Thursday, October 14, 2021

Stories, accounts and credibility

My all-male book club discussed "The Story-telling Animal" by Jonathon Gottschalk.  Somewhat like "freedom" or "justice", there can be a big difference between what one person thinks "story" means and the idea someone else has. It is surprising to me how much of my so-called knowledge is what somebody told me by speech or writing.  Demonstrations are rather rare.  Much of my life, I accept accounts of this or that from older people, teachers, books, news reports.  


I think just about any account of what happened can be considered a story.  I sometimes taught a course on how to write a research dissertation or  thesis.  Basically, I urged students to aim for five chapters.

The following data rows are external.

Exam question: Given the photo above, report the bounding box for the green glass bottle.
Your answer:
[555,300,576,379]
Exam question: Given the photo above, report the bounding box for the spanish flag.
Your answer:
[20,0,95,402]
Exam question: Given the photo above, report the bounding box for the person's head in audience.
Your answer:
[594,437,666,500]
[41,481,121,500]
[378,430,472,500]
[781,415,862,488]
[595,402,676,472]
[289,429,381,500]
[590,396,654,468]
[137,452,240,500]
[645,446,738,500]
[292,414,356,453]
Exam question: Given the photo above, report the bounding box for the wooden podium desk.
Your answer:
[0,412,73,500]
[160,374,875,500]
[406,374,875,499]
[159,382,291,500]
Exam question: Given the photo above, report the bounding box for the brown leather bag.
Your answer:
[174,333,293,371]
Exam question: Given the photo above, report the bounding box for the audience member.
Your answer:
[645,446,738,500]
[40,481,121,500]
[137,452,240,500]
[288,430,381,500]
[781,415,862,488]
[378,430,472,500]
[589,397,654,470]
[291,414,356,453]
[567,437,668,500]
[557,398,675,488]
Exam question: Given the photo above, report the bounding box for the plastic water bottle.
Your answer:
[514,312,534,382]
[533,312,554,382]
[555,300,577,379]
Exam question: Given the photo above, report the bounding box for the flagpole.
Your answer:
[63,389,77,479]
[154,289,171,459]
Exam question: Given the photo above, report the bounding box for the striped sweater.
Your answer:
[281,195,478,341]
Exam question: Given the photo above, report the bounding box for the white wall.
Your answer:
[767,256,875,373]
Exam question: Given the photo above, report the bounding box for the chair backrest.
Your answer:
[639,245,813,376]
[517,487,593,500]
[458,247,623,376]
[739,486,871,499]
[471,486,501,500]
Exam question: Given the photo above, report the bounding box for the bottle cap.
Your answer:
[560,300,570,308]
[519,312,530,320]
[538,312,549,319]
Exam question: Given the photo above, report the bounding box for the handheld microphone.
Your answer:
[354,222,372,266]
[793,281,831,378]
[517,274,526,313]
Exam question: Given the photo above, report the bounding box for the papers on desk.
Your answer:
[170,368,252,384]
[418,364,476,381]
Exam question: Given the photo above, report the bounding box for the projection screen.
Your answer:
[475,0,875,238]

  1. Introduction - what is the problem

  2. Review - what have others researched, experimented, written, said about the problem

  3. Methodology - what the author did to shed light on the problem

  4. Results - What results the author got

  5. Conclusions and implications - What does the author say the work done means, and what does the author say it all implies, especially for the future


We could say that a thesis or dissertation was the story told by a graduate student to show original thinking and proficiency in research.  One aspect of that proficiency is "defending" the work and the writing before a committee of professors or others as quality work that matters, at least a little.  Whether it is an explanation and defense of a paper, or a trial related to criminal charges, there are many situations where one listens to a presentation and decides whether to support or reject it.


In fact, many accounts of what happens in our heads, in both the short term and in longer terms, amounts to the presentation of a story that we then accept or reject.  When my wife came into the kitchen and found our sweet, loveable little daughter standing on a chair with her arm in the cookie jar, she said "What are you doing?"  The little girl was intelligent, brave and quick-witted and she might have said,"I'm getting a cookie to give to my mommy since I love her so."  Instead she tried a diversionary statement.  She said,"None of your business."  Her mother rejected her story but we still feel it was a memorable effort.